Je hebt een vast rondje met je werk bij de koeien, maar elke dag komen er ook dingen tussendoor of valt er iets tegen. Dat zijn we gewend als boeren, vooral in de zomer, als je naar het weer zit te kijken wanneer je in het land aan het werk wil. Je probeert het goed te organiseren, moet ook flexibel zijn en een dag is zo om.
In onze vereniging voel ik ook die energie om veel te doen en alle veranderingen samen op te pakken.
Dit heeft erin geresulteerd dat Water Land & Dijken een vereniging is die naast het agrarisch natuurbeheer, waar we eigenlijk voor zijn opgericht, steeds meer projecten ‘eromheen’ doet. Denk bijvoorbeeld aan boerderijeducatie, bodemcoaches, de GLB-pilot of een gebiedsproces in Waterland-Oost. Door zo op een breed veld actief te zijn creëren we meerwaarde voor onze leden.
Ons brede werkveld zorgt er ook voor dat we door veel andere groene organisaties gevraagd worden in overleggen om mee te denken met het maken van plannen. Het is natuurlijk mooi dat we zo aan het begin al om de tafel zitten bij projecten voor onze leden. Wat mij wel opvalt is dat ik als voorzitter aan tafel zit bij deze overleggen maar dat de stem van de landbouw, in mijn ogen, vaak ondervertegenwoordigd is. Andere partijen worden door mensen vertegenwoordigd waarvan dit werk hun baan is en die partijen zijn stevig georganiseerd. Als boerenvertegenwoordiger zitten wij hier weliswaar met veel kennis en verantwoordelijkheid, maar tegelijkertijd doen we het ‘erbij’, naast ons eigen bedrijf.
Goed georganiseerd zijn en samen optrekken is essentieel om onze belangen goed te vertegenwoordigen in alle dingen die op ons afkomen als sector.
Blij ben ik dan ook met de goede samenwerking tussen de nieuwe Vereniging voor Behoud Boeren Waterland, LTO en Water, Land & Dijken. Met behoud van ieders identiteit trekken we steeds vaker samen op en vervult Water, Land & Dijken haar taak als bruggenbouwer tussen het agrarisch ondernemerschap van onze leden en een sterke plattelandsnatuur.

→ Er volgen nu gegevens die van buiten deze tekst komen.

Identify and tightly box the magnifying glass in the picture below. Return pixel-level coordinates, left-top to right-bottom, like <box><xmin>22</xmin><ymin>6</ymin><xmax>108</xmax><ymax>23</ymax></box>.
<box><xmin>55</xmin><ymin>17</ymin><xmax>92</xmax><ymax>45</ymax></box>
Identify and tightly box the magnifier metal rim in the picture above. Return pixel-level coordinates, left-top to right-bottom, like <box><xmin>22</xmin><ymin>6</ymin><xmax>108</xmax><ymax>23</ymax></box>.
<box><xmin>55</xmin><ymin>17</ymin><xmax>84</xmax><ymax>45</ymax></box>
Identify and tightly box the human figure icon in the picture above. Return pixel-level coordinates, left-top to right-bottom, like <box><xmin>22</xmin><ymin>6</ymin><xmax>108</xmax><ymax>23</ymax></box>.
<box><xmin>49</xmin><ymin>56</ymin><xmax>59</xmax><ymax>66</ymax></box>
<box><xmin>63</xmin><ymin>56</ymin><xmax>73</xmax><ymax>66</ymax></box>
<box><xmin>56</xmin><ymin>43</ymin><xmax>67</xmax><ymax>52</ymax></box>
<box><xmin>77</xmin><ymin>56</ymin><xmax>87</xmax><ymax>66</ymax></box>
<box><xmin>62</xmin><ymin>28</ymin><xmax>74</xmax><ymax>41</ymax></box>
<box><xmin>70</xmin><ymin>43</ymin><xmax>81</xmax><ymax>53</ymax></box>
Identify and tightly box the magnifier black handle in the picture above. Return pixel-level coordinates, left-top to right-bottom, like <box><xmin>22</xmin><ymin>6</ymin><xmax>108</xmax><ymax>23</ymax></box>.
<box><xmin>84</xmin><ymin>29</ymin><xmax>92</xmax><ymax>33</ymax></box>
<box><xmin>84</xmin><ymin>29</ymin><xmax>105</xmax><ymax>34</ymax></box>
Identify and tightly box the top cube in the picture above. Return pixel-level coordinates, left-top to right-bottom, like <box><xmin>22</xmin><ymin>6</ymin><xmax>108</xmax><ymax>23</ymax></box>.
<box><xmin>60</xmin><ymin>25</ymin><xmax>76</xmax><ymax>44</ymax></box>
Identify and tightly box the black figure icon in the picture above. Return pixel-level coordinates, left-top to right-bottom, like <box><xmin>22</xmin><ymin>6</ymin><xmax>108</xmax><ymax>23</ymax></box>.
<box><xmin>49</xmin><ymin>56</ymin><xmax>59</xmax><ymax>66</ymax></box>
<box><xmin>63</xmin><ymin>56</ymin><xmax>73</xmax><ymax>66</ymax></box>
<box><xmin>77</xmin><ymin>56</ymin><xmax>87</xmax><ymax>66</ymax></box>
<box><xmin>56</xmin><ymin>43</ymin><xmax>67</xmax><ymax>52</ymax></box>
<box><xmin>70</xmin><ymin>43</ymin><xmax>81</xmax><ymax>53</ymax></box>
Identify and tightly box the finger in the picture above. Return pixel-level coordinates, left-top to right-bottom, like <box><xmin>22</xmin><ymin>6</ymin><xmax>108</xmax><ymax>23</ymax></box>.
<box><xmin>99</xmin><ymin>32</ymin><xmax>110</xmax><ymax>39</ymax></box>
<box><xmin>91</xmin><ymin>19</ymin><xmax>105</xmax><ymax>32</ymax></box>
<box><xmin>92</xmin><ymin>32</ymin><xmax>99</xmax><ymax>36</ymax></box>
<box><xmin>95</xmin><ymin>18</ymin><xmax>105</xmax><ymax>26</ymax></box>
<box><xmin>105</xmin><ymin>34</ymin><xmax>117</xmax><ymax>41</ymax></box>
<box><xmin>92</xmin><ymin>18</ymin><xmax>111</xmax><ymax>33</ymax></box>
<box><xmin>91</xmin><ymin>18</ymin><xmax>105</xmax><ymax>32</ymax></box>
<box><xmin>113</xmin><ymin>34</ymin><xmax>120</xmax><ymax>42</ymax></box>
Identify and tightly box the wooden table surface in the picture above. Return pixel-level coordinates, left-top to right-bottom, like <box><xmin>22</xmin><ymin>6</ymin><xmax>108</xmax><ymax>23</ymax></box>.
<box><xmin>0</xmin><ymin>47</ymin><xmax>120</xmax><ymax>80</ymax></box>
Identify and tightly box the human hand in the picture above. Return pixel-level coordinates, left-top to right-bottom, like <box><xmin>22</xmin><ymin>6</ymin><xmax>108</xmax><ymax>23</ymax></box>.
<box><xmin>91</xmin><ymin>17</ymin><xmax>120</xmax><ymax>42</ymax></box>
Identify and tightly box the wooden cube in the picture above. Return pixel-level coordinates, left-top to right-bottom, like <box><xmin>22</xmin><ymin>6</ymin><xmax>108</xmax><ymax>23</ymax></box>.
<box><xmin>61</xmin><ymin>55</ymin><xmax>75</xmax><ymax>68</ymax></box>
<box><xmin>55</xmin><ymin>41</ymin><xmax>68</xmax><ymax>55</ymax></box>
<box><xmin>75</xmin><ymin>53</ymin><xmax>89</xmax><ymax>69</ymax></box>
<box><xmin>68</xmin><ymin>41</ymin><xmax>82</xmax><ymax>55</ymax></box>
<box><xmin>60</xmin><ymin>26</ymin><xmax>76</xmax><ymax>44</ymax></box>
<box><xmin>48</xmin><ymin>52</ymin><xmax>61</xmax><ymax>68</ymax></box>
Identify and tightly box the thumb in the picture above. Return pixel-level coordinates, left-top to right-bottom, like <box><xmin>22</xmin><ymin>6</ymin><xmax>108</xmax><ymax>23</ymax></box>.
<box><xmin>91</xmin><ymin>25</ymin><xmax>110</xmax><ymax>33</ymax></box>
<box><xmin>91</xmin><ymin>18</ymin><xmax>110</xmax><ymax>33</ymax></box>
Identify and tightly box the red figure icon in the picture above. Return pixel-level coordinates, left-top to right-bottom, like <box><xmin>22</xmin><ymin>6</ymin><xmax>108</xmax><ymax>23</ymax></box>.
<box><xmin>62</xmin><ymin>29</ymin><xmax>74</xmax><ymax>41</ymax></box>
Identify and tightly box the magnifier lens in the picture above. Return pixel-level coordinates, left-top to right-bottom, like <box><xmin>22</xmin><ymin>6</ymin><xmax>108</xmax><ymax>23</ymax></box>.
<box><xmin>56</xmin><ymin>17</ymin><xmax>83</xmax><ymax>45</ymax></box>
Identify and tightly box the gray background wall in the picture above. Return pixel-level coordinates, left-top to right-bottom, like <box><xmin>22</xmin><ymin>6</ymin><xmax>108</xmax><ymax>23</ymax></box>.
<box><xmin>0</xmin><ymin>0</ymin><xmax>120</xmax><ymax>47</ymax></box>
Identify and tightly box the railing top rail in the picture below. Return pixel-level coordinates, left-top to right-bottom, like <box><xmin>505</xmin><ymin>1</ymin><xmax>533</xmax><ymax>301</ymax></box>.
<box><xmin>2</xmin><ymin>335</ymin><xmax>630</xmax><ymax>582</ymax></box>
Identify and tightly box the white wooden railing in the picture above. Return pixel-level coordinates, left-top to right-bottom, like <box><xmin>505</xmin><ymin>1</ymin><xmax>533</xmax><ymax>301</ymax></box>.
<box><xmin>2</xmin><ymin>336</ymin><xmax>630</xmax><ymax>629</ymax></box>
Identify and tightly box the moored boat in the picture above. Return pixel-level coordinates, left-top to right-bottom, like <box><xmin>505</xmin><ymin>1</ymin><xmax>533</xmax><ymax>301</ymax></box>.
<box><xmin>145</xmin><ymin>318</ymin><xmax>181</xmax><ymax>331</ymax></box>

Het is februari, de dagen worden weer langer, ik kan me nu niet voorstellen dat ik straks de plas-dras pomp weer aanzet, want het is op dit moment nog zo nat in het land. En er komt een winterse periode aan. Maar toch weten we dat het voorjaar er daarna aankomt, het gras weer gaat groeien en de weidevogels weer komen. Ik heb er zin in!